Sir Terry Pratchett zmarł w marcu, ku rozpaczy rzeszy fanów na całym świecie. Wraz z jego odejściem pojawiło się pytanie, czy kiedykolwiek jeszcze powstanie jakaś powieść z uniwersum Świata Dysku. Głos w tej sprawie zabrała jego córka, Rhianna.
Na swoim oficjalnym profilu na Twitterze Rhianna napisała, że seria była dla jej ojca świętością. Kobieta nie ma zamiaru kontynuować „Świata Dysku” ani pozwolić komukolwiek na pisanie kolejnych części. Cykl powieściowy jest dziedzictwem Pratchetta i nie dopuści do tak dalekiej ingerencji w jego dzieło.
Ta deklaracja nie wyklucza oczywiście innych form, luźniej związanych z uniwersum. Rhianna zapowiedziała, że będzie czuwać nad spin-offami oraz adaptacjami serii.

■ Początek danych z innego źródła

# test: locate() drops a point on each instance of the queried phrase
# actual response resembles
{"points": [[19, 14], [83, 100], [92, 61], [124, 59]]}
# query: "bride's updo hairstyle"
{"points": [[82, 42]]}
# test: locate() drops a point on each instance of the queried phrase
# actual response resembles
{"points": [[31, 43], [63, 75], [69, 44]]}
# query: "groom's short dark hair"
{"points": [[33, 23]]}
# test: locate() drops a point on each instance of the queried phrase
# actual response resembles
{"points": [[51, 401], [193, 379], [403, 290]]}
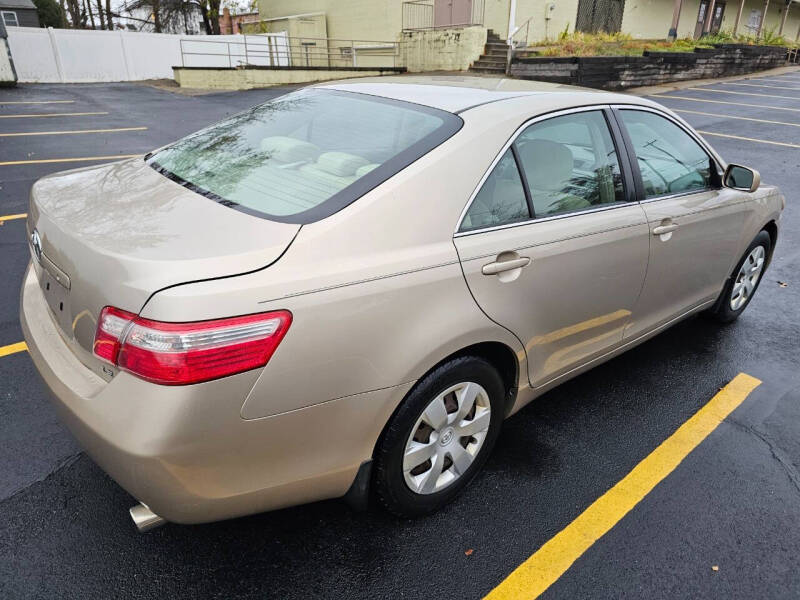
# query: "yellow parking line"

Przypomnijmy, że 10 września 2015 ma się ukazać ostatnia powieść autora ze „Świata Dysku”. Polski przekład, zatytułowany „Korona pasterza” trafi do księgarń pod koniec tego roku nakładem wydawnictwa Prószyński i S-ka. „Korona pasterza” stanowi piątą część podcyklu o czarownicy Tiffany Obolałej.